Transcription of synthetic DNA containing sequences with dyad symmetry by wheat-germ RNA polymerase II. Increased rates of product release in single-step addition reactions

Abstract

Interaction of purified eukaryotic RNA polymerase II with various synthetic palindromic DNA sequences is associated with the formation of transcriptional complexes of different stabilities, i.e. having different propensities for releasing the nascent transcript. This phenomenon was observed by using wheat-germ RNA polymerase II and a series of double-stranded template polymers containing palindromic repeating motifs of 6-16 bp, with regulatory alternating purine and pyrimidine bases such as d[ATA(CG)nC].d[TAT(GC)nG], with n = 1, 3 or 6 referred to as d(GC), d(GC)3 or d(GC)6, respectively. We also synthesized two double-stranded methylated polymers, containing the repeating units d(ATAm5CGm5C).d(TATGm5CG) and d[ATA(m5CG)6m5C].d[TAT(Gm5C)6G] [designated d(GmC) and d(GmC)6, respectively]. All of these polymers served as templates for the reaction of single-step addition of CTP to a CpG primer catalysed by wheat-germ RNA polymerase II, to an extent that seems well correlated with the number of potential initiation sites within the DNA molecules. Furthermore, in these reactions, the enzyme appears to form relatively stable transcriptional complexes, as trinucleotide product was released only very slowly. In marked contrast to the results with the CpG primer, the single-step addition reaction primed by UpA, i.e. the synthesis of UpApU proceeded at a much higher velocity and was strongly enhanced by increasing the d(G-C) content of the repeating units of the DNA polymers.
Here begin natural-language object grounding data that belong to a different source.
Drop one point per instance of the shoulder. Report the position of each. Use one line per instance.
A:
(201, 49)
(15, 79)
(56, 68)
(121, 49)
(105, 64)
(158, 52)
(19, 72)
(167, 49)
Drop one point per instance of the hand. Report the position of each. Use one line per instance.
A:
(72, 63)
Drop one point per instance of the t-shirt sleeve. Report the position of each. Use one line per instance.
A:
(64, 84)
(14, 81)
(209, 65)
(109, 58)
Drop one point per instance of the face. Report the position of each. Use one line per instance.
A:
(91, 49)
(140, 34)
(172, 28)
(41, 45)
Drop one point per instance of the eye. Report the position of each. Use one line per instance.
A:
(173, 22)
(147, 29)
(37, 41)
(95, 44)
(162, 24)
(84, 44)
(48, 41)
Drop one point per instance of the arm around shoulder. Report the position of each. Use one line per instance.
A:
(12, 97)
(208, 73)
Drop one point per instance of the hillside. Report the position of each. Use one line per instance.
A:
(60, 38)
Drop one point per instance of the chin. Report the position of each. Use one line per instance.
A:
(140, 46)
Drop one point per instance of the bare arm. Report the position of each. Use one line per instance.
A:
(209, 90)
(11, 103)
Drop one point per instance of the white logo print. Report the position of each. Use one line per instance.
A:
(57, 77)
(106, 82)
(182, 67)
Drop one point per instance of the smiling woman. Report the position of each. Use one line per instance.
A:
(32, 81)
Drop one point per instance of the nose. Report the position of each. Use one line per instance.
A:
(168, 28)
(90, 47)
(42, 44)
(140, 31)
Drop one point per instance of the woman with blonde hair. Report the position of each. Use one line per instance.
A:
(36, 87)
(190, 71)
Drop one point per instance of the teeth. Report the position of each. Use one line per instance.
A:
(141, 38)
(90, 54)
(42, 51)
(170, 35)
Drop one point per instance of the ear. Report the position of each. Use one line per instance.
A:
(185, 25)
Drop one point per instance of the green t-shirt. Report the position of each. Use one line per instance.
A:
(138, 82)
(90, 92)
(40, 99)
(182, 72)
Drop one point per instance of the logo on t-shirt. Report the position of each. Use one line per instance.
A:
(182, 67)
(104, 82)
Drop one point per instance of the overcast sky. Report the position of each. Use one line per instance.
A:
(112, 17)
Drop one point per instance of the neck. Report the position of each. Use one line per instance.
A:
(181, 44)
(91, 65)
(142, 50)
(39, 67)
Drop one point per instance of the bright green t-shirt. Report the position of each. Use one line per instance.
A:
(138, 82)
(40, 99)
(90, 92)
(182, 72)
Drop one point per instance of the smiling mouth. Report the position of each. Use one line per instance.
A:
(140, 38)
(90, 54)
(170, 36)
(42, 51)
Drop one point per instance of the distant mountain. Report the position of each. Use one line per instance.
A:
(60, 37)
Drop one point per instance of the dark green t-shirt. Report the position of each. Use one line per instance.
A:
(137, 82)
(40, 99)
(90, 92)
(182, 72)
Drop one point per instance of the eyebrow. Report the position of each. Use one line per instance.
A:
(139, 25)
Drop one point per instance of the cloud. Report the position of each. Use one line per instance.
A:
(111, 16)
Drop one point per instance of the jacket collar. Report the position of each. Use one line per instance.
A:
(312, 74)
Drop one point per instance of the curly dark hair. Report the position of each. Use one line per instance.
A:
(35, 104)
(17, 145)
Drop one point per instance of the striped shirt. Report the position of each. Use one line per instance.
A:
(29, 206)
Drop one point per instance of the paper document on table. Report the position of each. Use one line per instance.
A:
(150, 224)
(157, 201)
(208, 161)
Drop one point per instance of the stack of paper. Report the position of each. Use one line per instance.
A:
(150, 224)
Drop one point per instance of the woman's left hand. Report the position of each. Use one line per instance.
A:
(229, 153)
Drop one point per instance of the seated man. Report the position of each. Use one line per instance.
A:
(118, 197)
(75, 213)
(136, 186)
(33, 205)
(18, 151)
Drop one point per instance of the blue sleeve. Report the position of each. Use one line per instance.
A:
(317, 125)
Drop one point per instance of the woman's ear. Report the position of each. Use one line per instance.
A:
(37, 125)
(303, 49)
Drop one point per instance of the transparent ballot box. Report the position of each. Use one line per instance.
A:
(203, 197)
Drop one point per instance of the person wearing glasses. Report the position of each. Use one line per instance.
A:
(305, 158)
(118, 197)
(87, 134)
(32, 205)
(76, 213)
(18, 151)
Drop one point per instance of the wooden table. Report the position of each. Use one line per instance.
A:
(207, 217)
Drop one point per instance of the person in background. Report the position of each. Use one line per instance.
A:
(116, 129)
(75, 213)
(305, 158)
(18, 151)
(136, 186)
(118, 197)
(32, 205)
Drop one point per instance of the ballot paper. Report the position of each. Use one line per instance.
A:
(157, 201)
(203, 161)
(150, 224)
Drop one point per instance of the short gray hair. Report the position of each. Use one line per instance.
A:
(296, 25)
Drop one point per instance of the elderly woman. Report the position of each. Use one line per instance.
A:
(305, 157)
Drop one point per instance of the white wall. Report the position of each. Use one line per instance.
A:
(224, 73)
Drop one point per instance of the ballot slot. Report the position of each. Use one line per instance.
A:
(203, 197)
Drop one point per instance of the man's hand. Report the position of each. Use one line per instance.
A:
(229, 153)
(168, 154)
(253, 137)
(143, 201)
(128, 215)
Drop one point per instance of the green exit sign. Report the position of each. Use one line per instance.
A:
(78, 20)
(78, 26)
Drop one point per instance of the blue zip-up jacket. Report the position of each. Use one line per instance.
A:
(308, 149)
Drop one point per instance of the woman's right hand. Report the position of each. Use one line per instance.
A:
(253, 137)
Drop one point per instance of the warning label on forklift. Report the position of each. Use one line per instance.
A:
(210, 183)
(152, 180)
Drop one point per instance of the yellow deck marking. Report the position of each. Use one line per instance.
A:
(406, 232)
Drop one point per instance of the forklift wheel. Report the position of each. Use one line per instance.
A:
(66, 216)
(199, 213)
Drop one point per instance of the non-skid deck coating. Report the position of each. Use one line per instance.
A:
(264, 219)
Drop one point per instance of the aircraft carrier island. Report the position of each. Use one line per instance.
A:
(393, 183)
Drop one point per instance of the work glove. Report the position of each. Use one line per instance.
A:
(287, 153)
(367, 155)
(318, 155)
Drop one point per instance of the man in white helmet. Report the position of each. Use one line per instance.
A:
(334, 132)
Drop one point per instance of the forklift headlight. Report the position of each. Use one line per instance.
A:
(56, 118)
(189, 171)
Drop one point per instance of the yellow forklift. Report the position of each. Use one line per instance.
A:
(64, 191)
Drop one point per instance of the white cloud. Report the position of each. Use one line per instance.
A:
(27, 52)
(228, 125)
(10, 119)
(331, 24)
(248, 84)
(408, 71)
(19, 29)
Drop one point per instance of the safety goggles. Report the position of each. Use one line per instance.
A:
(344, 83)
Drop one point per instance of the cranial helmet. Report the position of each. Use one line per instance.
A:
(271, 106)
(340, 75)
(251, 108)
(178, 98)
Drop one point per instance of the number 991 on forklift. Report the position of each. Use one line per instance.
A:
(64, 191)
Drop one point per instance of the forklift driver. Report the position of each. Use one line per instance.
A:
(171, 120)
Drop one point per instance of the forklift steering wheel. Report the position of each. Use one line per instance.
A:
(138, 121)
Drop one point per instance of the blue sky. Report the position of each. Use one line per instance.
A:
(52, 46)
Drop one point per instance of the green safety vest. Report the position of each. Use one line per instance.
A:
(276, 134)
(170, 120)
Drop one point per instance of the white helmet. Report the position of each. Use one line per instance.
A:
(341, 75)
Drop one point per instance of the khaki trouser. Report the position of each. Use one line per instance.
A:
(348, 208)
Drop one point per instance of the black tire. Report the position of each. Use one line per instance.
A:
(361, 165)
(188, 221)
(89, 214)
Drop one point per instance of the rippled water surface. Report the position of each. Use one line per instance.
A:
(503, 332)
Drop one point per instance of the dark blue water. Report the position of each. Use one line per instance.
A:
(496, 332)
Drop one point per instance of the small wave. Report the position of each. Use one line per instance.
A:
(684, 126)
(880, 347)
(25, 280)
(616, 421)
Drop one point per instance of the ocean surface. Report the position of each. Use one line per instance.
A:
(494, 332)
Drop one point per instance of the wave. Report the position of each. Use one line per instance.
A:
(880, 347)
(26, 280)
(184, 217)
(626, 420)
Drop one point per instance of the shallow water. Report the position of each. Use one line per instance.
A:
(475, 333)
Thus, taking into account the number of potential sites at which UpApU synthesis could occur, the extent of UpApU synthesis was increased about 12-fold with d(GC)6 compared to that with the d(GC) template. The catalytic nature of the reaction necessarily implies that the stability of the transcription complexes with the plant RNA polymerase II decreased as the d(G-C) content of the repeating motif increased. Furthermore, although the synthesis of CpGpC could be demonstrated with d(GmC)6 as template, the UpA-primed synthesis of UpApU could not be detected with this polymer. The results obtained in transcription of these polymers are discussed in relation to the potential involvement of palindromic DNA in transcription termination and attenuation in the presence of RNA polymerase II.